I am sitting in my usual spot at the top of the stairs in my house in East London. On my right is my older sister’s bedroom. She is just waking up, which I can tell because I hear through the closed door the sound of radio static as she searches for a station playing her favourite garage tunes. She’s been out all night at a club. Mum is clattering around in the kitchen, annoyed to hear that sound again—the sound that kept her (good, Asian) daughter out all-hours, God knows where, her worst nightmare—but the sound itself is the stuff of dreams; sweet, female voices, soothing, crooning, singing over a 2-step beat. That beat would eventually lead me to a lifelong affair with music, in particular dance and house.

It might seem simple, but there was much in those beats, a multitude of influences from all over the world (still to this day, few sound combinations make my heart skip like a hi-hat and a Frankie Knuckles-esque synthy keyboard sample) but it was the vocalists that really stayed with me.

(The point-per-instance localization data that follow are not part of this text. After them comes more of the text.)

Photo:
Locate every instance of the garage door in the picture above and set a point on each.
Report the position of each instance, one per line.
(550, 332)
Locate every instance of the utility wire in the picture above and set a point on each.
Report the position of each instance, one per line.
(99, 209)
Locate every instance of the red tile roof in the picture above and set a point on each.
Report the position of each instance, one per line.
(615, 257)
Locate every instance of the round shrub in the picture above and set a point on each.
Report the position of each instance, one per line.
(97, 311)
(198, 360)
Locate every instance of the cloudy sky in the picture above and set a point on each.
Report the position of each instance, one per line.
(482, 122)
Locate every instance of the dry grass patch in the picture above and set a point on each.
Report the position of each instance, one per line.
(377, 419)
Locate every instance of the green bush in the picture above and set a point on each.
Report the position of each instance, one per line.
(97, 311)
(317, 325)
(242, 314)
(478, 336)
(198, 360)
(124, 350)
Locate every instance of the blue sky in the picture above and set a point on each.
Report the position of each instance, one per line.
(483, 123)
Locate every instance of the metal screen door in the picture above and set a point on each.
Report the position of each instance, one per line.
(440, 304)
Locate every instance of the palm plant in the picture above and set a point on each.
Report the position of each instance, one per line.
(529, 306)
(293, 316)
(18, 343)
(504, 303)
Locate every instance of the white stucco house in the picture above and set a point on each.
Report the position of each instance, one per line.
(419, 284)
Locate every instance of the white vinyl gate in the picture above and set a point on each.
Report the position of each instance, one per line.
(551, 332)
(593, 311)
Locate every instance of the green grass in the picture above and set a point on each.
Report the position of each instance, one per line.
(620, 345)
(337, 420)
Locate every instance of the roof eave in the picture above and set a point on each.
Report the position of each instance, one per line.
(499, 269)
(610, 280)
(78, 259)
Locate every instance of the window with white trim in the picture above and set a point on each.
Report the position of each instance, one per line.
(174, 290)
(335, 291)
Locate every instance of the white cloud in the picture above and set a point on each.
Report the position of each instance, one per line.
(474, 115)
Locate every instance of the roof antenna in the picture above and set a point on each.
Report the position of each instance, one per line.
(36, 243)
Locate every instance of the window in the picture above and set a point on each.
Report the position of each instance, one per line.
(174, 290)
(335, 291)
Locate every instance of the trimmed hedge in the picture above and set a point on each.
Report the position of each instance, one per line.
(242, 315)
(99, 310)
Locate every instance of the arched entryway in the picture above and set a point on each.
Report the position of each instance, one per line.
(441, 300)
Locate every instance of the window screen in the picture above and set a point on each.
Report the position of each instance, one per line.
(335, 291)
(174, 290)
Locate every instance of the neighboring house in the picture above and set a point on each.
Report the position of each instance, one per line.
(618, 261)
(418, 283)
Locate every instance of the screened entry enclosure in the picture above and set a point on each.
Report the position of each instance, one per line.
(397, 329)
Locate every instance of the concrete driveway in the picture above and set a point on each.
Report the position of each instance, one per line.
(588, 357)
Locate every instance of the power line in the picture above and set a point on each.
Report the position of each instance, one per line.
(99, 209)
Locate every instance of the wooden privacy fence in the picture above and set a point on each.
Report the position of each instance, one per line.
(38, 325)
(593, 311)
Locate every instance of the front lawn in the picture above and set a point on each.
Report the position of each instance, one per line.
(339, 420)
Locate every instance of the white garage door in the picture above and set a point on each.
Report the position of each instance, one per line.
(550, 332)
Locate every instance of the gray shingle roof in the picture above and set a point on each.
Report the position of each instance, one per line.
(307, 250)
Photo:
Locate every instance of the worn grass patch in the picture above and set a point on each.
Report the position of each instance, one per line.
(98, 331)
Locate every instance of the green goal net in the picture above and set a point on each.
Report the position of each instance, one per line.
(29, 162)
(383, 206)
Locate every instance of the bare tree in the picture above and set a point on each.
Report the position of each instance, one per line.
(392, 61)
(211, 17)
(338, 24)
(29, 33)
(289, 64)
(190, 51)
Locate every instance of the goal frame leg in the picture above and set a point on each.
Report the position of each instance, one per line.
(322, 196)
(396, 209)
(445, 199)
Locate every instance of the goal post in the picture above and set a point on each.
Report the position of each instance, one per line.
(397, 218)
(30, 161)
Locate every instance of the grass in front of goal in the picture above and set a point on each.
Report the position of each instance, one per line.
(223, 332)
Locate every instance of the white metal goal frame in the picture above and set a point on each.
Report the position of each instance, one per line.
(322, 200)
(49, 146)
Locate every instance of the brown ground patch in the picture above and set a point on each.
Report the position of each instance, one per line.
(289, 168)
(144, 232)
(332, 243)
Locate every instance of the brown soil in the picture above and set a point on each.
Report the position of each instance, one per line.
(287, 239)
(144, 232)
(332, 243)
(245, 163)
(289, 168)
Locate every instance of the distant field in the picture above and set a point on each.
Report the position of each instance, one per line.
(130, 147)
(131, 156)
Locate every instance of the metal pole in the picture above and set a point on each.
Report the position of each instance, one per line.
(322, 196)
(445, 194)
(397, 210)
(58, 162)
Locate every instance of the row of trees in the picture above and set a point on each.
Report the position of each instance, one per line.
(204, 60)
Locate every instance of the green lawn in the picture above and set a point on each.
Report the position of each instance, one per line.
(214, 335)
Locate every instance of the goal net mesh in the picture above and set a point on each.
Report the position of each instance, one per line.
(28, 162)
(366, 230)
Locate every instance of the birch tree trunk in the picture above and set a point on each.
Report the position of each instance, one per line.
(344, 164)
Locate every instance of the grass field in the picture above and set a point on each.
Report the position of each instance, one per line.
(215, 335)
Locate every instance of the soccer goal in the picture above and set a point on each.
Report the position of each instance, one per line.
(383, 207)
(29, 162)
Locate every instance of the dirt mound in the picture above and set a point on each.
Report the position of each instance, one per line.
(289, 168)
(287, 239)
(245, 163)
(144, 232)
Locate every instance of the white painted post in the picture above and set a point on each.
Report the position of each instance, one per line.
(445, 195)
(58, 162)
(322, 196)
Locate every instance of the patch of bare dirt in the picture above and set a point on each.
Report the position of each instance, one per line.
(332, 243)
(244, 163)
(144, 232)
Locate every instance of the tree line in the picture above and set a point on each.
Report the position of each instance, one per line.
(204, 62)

Sure, UK garage wasn’t just about female singers—there were a multitude of amazing male emcees, hypemen, and Usher-style smooth-grooving heartthrobs—but to me this genre wasn’t about them: this was a female domain. It was the women’s voices we tuned in for, we turned up for, we sang along with, we hurt for. They were the stars.

It reminded me of the voices I heard at my friends houses, friends whose parents grew up on—and still worshipped—the sultry tones of Motown, songs where love was the first and last, and everything else not worth a note. Years later, I’d find out that actually many of the female voices on the UKG tracks I loved most were just samples of American soul singers. These women weren’t actually there at the clubs or in the studios—they existed only in records and in my imagination.

Still, garage was the perfect soundtrack for a girl hitting her teenage years, where a glance from a boy would give you butterflies and a crush would colour your world pink. It was music with a kind of innocence, thrilled and preoccupied by love; soul music but pop. Which perhaps explains why garage regularly filled the charts, and stars (Craig David, Alesha Dixon) were born from it. But by the time I was old enough to experience garage outside of my house, it was on the way out. There was a new sound that filled the radio stations, the clubs, and in my case, the school corridors: grime.

In many respects, grime was a continuation of some parts of garage, or at least it was influenced by it. Towards the end, UKG was becoming saccharine and manufactured anyway. This new sound, however, was bombastic, infectious, knowingly humorous yet unashamedly real—but where had all the women gone?

The first time I went to a grime gig—and to a punk gig or house rave—the same thought stayed with me: where are all the women? When I would steal into my sister’s room and try on her clothes she’d don to Twice as Nice, it was all high heels, and black dresses, power-feminine, hyper femininity—which seemed out of place in this new sharp-edged world. I know now that the garage scene I came of age to—a world of soulful female superstars getting lost in love—wasn’t totally real. I fabricated it in my mind, at least partly, probably possessed by that unshakeable admiration youngers have for their older siblings and everything they do.

It was a man’s world, really—a DJ and producer’s craft. But it doesn’t change the fact that those women did sing, whether in real life or in a sample: Kat Blu did sing, Lynsey Moore did sing, NaNa did sing. And their songs spoke to me; they gave me life through awkward teenage years. They made my sister break all the rules and don her heels while thousands of women did the same. Their voices soundtracked an era, front and centre, even if it was a man on the decks. History will say otherwise, but I feel in my heart it was a women’s movement after all.